The dream grips her mercilessly, like a punishment, like once-trusted arms pulling you in to make sure you die quietly.

Behind the curtain, there is a sick child. Mordred, she thinks, but she sneaks a glimpse – just a glimpse – and that is all it takes to know that the child has blonde hair instead.

Merlin stands beside her, close, keeping her secrets even before she’s told them.

“We can find another way,” she begs. Her fingers are slick and red; she can feel that much. She will not look down at her hands. As long as she doesn’t look down, they are not hers, not really.

Merlin circles her wrist with his fingers. Does he mean to wrench her hands up so she must see them, or only to share her guilt, to smear his hands with it? She wishes she could tell. “There is no other way.”

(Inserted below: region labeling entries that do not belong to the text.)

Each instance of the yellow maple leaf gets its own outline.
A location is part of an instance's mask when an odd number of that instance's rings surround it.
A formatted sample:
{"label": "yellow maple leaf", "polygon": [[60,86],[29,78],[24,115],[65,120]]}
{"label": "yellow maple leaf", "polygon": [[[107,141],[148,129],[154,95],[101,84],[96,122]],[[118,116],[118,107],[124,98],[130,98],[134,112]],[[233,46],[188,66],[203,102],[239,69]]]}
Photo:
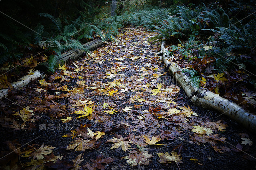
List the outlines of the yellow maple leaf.
{"label": "yellow maple leaf", "polygon": [[210,135],[210,134],[213,133],[212,131],[209,128],[204,128],[203,129],[205,131],[206,134],[208,136]]}
{"label": "yellow maple leaf", "polygon": [[27,73],[28,74],[30,74],[30,75],[34,74],[34,73],[33,72],[34,72],[34,69],[32,69],[29,70],[29,71],[28,71],[28,72],[27,72]]}
{"label": "yellow maple leaf", "polygon": [[100,131],[97,131],[97,132],[94,132],[94,135],[97,135],[95,140],[97,140],[100,138],[101,135],[105,135],[105,132],[101,132]]}
{"label": "yellow maple leaf", "polygon": [[72,117],[68,117],[66,119],[61,119],[61,120],[62,121],[62,123],[67,123],[71,120],[72,120]]}
{"label": "yellow maple leaf", "polygon": [[204,50],[205,51],[207,51],[207,50],[211,49],[212,49],[212,46],[205,46],[204,47],[203,47],[204,48]]}
{"label": "yellow maple leaf", "polygon": [[77,114],[77,115],[83,115],[82,116],[80,116],[79,117],[77,118],[76,119],[80,118],[83,117],[86,117],[89,115],[91,114],[92,113],[92,112],[94,111],[94,107],[93,106],[92,107],[89,107],[87,106],[87,105],[85,105],[85,106],[84,106],[84,111],[83,110],[77,110],[74,112],[74,113],[75,114]]}
{"label": "yellow maple leaf", "polygon": [[144,140],[147,143],[149,144],[156,144],[157,145],[164,145],[165,144],[157,144],[156,143],[157,142],[159,142],[162,140],[160,138],[160,137],[159,136],[157,137],[153,136],[153,137],[152,137],[152,139],[151,141],[150,140],[150,139],[149,139],[146,136],[144,136],[144,138],[145,138],[145,139]]}
{"label": "yellow maple leaf", "polygon": [[90,136],[90,137],[92,139],[93,138],[93,137],[94,136],[94,133],[93,133],[93,131],[92,130],[91,130],[89,128],[87,128],[87,130],[88,130],[88,132],[89,132],[89,133],[87,133],[87,134],[88,135]]}
{"label": "yellow maple leaf", "polygon": [[252,146],[252,143],[253,142],[249,138],[241,138],[241,139],[244,141],[242,142],[242,144],[249,144],[249,146]]}
{"label": "yellow maple leaf", "polygon": [[200,80],[200,84],[201,85],[201,86],[203,86],[203,87],[204,86],[204,85],[205,84],[205,83],[206,83],[205,82],[205,81],[206,81],[206,79],[204,78],[204,77],[203,77],[203,76],[202,76],[201,77],[201,78],[202,79]]}
{"label": "yellow maple leaf", "polygon": [[34,159],[36,158],[37,160],[42,159],[44,158],[43,155],[46,155],[51,153],[52,152],[52,149],[55,148],[56,148],[47,145],[44,147],[43,144],[40,148],[35,150],[35,151],[32,153],[30,156],[33,157]]}
{"label": "yellow maple leaf", "polygon": [[197,114],[194,113],[194,112],[192,111],[192,109],[190,108],[189,106],[188,105],[188,107],[184,106],[184,107],[181,107],[181,108],[184,110],[184,111],[182,111],[181,113],[182,114],[186,114],[186,116],[188,117],[191,117],[191,115],[198,116]]}
{"label": "yellow maple leaf", "polygon": [[65,68],[65,67],[66,67],[66,63],[65,63],[65,64],[64,65],[63,65],[62,66],[60,66],[60,64],[59,64],[59,68],[58,68],[59,69],[60,69],[60,70],[67,70],[67,69]]}
{"label": "yellow maple leaf", "polygon": [[125,152],[128,149],[128,148],[130,146],[129,144],[131,143],[130,142],[124,140],[123,137],[121,137],[120,139],[117,139],[113,137],[113,139],[108,140],[108,141],[110,142],[115,143],[112,145],[112,146],[111,147],[111,149],[116,149],[121,146],[122,149]]}
{"label": "yellow maple leaf", "polygon": [[111,96],[113,95],[113,94],[115,93],[117,91],[118,91],[118,90],[112,90],[111,92],[110,91],[108,91],[108,95]]}
{"label": "yellow maple leaf", "polygon": [[168,116],[180,113],[180,111],[176,108],[172,108],[170,109],[168,109],[167,111],[168,111],[168,113],[167,113]]}
{"label": "yellow maple leaf", "polygon": [[108,113],[109,114],[111,114],[111,115],[113,115],[113,113],[116,113],[117,112],[117,111],[115,109],[114,109],[112,110],[109,110],[108,111],[104,111],[104,112],[106,113]]}
{"label": "yellow maple leaf", "polygon": [[193,126],[193,127],[195,128],[191,130],[191,132],[194,132],[198,134],[204,134],[205,132],[203,127],[200,126]]}
{"label": "yellow maple leaf", "polygon": [[45,82],[45,80],[44,79],[39,80],[39,83],[40,83],[41,85],[44,86],[48,86],[48,85],[51,84],[51,83]]}
{"label": "yellow maple leaf", "polygon": [[152,78],[156,78],[156,79],[160,77],[160,76],[163,75],[163,74],[160,74],[159,75],[158,75],[157,74],[155,74],[154,73],[153,73],[153,76],[152,77]]}
{"label": "yellow maple leaf", "polygon": [[158,160],[160,163],[164,164],[175,162],[177,164],[182,163],[181,161],[182,158],[180,158],[180,155],[178,154],[175,151],[172,151],[171,152],[171,156],[167,152],[165,152],[165,154],[163,153],[158,153],[157,154],[160,158],[160,159]]}
{"label": "yellow maple leaf", "polygon": [[132,110],[131,109],[133,107],[132,106],[129,106],[129,107],[127,107],[127,106],[125,107],[125,108],[124,109],[122,109],[122,110],[123,111],[127,111],[127,110]]}
{"label": "yellow maple leaf", "polygon": [[162,87],[162,85],[161,84],[157,83],[157,89],[153,89],[153,90],[151,91],[153,93],[151,94],[152,96],[156,95],[159,93],[161,92],[161,88]]}
{"label": "yellow maple leaf", "polygon": [[[215,76],[215,74],[213,74],[213,78],[214,79],[216,80],[217,82],[219,82],[220,81],[222,82],[225,82],[228,81],[228,79],[225,78],[224,76],[224,74],[225,73],[223,72],[221,73],[220,74],[220,73],[218,73],[217,76]],[[223,77],[224,76],[224,77]]]}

She wakes, Morgause’s head in her lap, blonde hair fanning out. She runs her fingers over the ruined flesh on Morgause’s face, determined to cherish it the most of all.

+

The dead queen’s brother Agravaine is asleep in his bed, snoring lightly, unhandsome in slumber. Morgana recalls his visits to Camelot in years past. His sworn loyalty to Uther. According to Morgause, his faith is not the steadfast thing he would have the king believe.

She stands above him, dressed in black, limned only by moonlight. She suspects that to a just-awakening man, she will look quite unearthly. A pretty shadow slipping in, no servant to guards and stone. She likes this new grace. Stabbing knights does get so tiresome.

She puts a hand to his face. Digs a fingernail into his cheek.

He sits up abruptly, drinks the sight of her in, mouth agape. “Lady Morgana—what—”

“You lost a sister to Camelot,” she says, pulling her hand back, wasting no time, “so that Uther and his line might prosper.”

He looks so confused – not at all the dashing, gallant man she had absently thought him when she was young. But he is what she has. She knows she must make use of him. “Y—yes.”

(When Morgause sleeps, and that is most of the time, she does not breathe any longer. She is like a statue, sometimes possessed by a spark of life, sometimes empty unfeeling marble. Where does she go when she is not awake? Why does she go, seeing how hard Morgana has fought to keep her?)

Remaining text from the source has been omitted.